Alessandro Pessoli: Pluto is my Master

March 9 - April 15, 2023
Overview

The title of my show, Pluto Is My Master, connects with the symbology that characterizes Pluto, the god of the underworld and afterlife in Greek mythology. In the Roman translation of the myth, Pluto was also the god of wealth because of the minerals and the seeds that sprout on earth from the underground. 

 

It is interesting to me that Pluto’s name originates from Hades, which in Greek meant “the Unseen” or “the invisible”.

 

In my work, the past and art history are the art’s underground wealth. It reflects the complexity of human life. Working on a painting or a ceramic essentially means having a constant dialogue with our history of representation in which past and present are fluctuating entities.

 

A series of works built through and by this imaginative practice, which sources from history and reflects on the present, is the testimony of my personal experience of reality and my emotionally engaged vision of contemporary life with its conflicts and aspirations.

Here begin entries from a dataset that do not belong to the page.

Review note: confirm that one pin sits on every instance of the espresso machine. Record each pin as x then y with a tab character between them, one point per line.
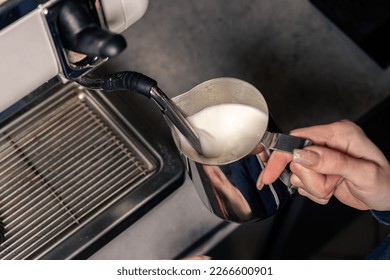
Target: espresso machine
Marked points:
77	166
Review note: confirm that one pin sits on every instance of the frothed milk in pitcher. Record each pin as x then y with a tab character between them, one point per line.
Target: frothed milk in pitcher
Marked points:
226	132
230	118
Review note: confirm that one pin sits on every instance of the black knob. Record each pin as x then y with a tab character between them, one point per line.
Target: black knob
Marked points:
80	32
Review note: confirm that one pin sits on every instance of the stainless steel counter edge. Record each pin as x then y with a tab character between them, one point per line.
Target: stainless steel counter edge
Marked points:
168	229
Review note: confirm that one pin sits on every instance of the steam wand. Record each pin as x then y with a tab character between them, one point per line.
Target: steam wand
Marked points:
146	86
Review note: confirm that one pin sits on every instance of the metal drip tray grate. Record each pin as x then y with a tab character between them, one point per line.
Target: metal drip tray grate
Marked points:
62	164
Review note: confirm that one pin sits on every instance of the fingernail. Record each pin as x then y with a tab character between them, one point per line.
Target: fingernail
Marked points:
259	183
305	157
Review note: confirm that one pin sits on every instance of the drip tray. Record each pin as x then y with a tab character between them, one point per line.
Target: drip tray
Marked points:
71	171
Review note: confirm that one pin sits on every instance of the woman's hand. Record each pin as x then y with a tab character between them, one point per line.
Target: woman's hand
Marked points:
342	162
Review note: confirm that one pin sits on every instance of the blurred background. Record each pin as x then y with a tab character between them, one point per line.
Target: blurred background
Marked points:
315	62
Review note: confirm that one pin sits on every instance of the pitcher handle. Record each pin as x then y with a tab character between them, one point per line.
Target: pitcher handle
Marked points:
283	142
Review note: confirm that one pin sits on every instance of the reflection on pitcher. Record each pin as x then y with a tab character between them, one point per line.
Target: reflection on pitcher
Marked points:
232	194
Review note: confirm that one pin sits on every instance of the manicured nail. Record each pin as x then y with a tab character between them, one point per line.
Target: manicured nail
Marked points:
259	183
305	157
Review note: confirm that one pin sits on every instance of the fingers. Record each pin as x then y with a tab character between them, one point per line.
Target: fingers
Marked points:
274	167
316	186
327	161
343	136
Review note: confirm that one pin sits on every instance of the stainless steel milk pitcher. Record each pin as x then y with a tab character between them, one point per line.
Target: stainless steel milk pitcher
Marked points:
228	187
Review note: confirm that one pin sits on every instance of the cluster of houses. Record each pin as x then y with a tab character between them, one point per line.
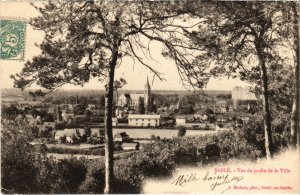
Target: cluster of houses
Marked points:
75	135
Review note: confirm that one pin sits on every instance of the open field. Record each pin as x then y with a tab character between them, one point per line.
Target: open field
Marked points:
162	133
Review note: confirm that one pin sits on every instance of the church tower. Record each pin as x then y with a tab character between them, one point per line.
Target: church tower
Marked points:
147	95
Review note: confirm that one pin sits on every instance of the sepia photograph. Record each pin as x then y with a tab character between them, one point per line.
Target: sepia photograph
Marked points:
149	97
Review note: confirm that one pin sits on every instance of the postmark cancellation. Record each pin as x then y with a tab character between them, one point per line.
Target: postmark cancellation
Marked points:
12	39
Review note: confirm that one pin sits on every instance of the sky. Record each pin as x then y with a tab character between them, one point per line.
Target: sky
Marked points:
134	73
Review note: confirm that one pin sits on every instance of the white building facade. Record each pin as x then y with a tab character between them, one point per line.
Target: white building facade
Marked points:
143	120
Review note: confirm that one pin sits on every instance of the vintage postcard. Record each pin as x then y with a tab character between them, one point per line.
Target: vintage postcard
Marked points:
149	97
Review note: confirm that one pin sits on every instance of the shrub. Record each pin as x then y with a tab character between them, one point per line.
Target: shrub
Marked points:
181	131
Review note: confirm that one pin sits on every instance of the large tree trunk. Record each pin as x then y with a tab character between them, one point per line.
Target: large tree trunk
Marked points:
295	108
109	144
266	107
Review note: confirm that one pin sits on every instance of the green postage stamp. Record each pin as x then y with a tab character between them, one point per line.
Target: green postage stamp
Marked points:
12	39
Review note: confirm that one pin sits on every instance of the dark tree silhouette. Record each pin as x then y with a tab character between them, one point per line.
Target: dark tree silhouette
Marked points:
88	39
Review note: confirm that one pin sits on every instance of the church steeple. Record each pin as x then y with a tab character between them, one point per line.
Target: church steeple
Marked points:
147	95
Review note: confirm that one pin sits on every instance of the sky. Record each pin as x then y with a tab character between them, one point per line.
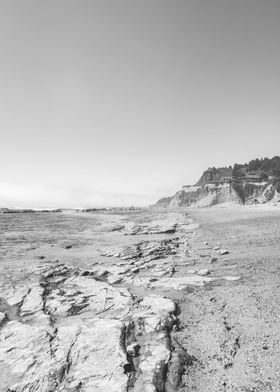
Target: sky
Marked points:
107	102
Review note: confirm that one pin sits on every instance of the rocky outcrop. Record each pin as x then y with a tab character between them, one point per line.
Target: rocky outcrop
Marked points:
235	192
214	175
68	332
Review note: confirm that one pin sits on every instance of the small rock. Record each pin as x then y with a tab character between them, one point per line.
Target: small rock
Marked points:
2	317
203	272
223	252
153	279
133	349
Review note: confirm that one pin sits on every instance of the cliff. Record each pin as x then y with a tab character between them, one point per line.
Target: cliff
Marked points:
235	185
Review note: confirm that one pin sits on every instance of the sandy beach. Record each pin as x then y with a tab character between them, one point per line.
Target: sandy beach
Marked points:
188	297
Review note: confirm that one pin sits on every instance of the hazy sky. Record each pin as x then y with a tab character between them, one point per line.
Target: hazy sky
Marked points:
133	97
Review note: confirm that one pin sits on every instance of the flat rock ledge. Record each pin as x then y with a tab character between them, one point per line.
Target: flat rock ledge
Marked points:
67	332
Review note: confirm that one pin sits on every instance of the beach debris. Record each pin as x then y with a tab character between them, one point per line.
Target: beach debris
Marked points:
203	272
223	252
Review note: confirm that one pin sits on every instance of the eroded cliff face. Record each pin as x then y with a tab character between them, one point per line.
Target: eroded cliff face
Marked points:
236	192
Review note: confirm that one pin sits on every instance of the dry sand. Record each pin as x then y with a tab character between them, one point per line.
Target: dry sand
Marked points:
180	315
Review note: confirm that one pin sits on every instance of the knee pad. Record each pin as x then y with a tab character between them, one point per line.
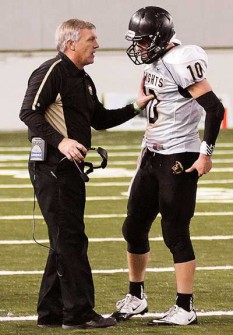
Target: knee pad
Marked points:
182	251
137	239
179	243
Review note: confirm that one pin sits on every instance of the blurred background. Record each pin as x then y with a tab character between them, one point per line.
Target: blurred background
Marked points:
27	39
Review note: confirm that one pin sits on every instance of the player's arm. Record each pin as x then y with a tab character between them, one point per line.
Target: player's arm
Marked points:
203	94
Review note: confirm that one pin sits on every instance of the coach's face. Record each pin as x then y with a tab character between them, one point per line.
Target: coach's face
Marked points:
84	48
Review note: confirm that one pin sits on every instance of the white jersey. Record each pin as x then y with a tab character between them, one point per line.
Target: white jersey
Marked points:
173	115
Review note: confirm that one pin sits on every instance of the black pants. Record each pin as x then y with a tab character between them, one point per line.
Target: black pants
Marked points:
67	290
157	189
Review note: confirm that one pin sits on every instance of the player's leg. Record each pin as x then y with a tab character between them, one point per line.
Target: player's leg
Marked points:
142	210
177	200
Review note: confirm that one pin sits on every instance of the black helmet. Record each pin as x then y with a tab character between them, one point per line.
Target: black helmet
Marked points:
151	24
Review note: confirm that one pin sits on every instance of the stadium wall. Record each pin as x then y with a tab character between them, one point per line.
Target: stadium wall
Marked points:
27	39
116	77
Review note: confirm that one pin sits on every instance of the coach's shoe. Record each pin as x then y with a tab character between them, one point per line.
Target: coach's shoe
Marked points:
130	306
97	322
175	316
49	325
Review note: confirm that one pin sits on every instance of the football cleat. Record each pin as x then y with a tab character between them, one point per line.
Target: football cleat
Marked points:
130	306
175	316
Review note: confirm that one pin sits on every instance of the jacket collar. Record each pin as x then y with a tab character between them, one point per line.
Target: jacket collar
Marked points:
74	71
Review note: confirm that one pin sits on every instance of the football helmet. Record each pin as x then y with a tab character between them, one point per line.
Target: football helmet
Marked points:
150	29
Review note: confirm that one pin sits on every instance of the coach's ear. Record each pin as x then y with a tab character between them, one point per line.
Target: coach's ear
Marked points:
70	45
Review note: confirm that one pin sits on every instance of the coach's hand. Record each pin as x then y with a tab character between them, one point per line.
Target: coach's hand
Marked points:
142	98
203	165
72	149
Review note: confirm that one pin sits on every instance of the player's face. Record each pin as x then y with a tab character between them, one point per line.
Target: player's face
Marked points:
85	47
142	47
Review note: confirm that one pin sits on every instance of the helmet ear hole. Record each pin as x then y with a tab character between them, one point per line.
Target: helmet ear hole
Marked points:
150	23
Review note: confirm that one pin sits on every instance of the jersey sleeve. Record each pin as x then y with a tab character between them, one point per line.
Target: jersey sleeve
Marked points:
187	65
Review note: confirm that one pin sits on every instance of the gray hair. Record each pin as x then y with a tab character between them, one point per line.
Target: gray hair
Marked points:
69	30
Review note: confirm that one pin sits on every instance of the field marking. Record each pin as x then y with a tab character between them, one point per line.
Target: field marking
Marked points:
146	315
204	195
108	147
24	157
119	239
120	183
112	271
104	216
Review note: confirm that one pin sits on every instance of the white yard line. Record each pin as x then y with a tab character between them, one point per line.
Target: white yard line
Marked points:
123	183
146	315
112	271
119	239
104	216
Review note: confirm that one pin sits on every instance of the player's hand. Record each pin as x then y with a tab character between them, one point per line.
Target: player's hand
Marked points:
203	165
72	149
142	98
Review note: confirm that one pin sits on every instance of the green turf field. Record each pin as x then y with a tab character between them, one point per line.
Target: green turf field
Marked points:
22	261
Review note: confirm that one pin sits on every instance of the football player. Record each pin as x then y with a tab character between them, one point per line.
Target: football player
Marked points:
172	160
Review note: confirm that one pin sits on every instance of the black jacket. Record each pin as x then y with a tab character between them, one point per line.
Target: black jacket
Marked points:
61	101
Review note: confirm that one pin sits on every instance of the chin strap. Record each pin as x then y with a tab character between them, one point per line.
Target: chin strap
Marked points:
103	154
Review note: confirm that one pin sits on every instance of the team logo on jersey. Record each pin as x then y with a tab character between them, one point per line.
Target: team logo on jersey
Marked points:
90	90
177	168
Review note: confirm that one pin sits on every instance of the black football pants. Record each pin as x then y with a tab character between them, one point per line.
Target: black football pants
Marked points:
67	292
157	189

It is a testimony also of the metaphysical atemporality of the cycle of life and death which touches all aspects of our existence, including the sphere of ideas.

 

In this show, Pluto is a metaphor for painting - both painting and Pluto provide fecundity despite the ambivalent character: at the same time destructive and creative. Art, as Pluto, represents the principle of transformation, the force of regenerating.

 

It embodies the unconscious, the mystery of death and life, the creative or destructive impulses, and the arcane motivations that germinate the entire project of our existence.

 

It represents death and rebirth, secrecy, and the profound psychosis that shapes our perception of reality. It represents at the same time light and darkness, the power of what is hidden, the mystic and the occult.       

 

In my view, art describes the way we interpret the magical and the demoniac, our regenerative power, and our ability to react to radical changes; and the sense of an end and of a new beginning. 

 

–Alessandro Pessoli

 

 

Pluto is my Master marks the artist’s eighth solo exhibition at Anton Kern Gallery. It consists of new paintings, drawings, and ceramic sculptures, and takes place on the first and third floors of the gallery. Populating the first floor is a series of large-scale paintings created over the last two years. The most recent, Family and Monsters, 2023, is a portrait of the artist, his wife, children, and dog, surrounded by floating bright skulls and demonic figures. 


On the third floor are a series of paintings called Reborn Skulls, wherein a skull is the source from which various colorful plants, birds, and worms, among other natural imagery, spring out. Pessoli’s rigorous and varied painting techniques are on full display, demonstrating the depth of his art historical (and material) knowledge and understanding. Three colorful ceramics done in the Maiolica tradition, and a series of new drawings, Reborn Figures, round out the presentation. In all, the exhibition embodies a celebration of life and the nuances of its cycle, for man and nature alike.

 

 

Alessandro Pessoli (b. 1963, Cervia, Italy) is an internationally renowned artist who currently lives and works in Los Angeles. Pessoli studied at the Academy of Fine Arts in Bologna and has been exhibited at institutions worldwide, including the San Francisco Museum of Modern Art, Museo d’Arte Contemporanea, Rome, The Drawing Center, New York, Museum of Contemporary Art, Chicago, Museum of Contemporary Art, Los Angeles and at the Hammer Museum, Los Angeles. His work was also included in the 53rd Biennale di Venezia at the Palazzo Grassi, Venice. Pessoli is known for his evocative drawings, paintings, ceramics, and sculptures that often depict expressive, colorful figures inhabiting indeterminate spaces and in dreamlike narratives. His work is rich in historical references to art, cinema, literature, and theatre, but also in details drawn from everyday life and popular culture. 


His film Autoritratto Petrolini (2014) is on view in the group exhibition Full Burn at the Hammer Museum from March 11 - September 10 2023.